The 'Herbarium Information Standards and Protocols for Interchange of Data' (HISPID) is a standard format for the interchange of electronic herbarium specimen information. HISPID has been developed by a committee of representatives from all major Australian herbaria. This interchange standard was first published in 1989, with a revised version published in 1993.

HISPID3 is an accession-based interchange standard. Although many fields refer to attributes of the taxon they should be construed as applying to the specimen represented by the record, not to the taxon per se. The interchange of taxonomic, nomenclatural, bibliographic, typification, rare and endangered plant conservation, and other related information is not dealt with in this standard, unless it specifically refers to a particular accession (record).

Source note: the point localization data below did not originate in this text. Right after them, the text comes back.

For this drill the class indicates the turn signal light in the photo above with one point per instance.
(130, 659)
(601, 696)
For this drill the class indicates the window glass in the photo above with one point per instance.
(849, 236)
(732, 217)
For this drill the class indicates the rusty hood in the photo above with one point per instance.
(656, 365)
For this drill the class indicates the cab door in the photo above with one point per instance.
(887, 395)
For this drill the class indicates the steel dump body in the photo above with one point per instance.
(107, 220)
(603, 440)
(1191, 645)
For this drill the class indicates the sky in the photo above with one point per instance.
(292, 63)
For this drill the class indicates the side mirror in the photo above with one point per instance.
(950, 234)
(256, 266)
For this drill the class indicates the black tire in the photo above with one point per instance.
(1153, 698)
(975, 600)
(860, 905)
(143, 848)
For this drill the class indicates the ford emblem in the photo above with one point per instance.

This data dictionary is concerned primarily with data interchange standards but has considerable relevance to database structure since the task of preparing interchange files is simplified if the data fields of the despatching and receiving databases match, as far as possible, the interchange standard. If differences do exist then, generally, it is easier to combine data fields than it is to dissect them in a reliable manner. Fields that are concatenated are frequently heterogeneous in their nature and many preclude the possibility of rearranging the data contained within such fields.

The fields discussed in this data dictionary cover most of the herbarium and botanic gardens sphere of activity and have been arranged in groups of similar types of information. In many cases these groups may coincide with separate well-defined tables (or databases) of structurally similar records.

The challenge for herbarium data managers is to decide whether the data are to be efficiently exchanged as discrete but related tables (databases) or as a larger single flat file that may have to be appropriately dismembered by the receiving institution. Some database packages are able to stack multiple values in a single field. This useful data structure complicates the interchange format and will not be used at this stage.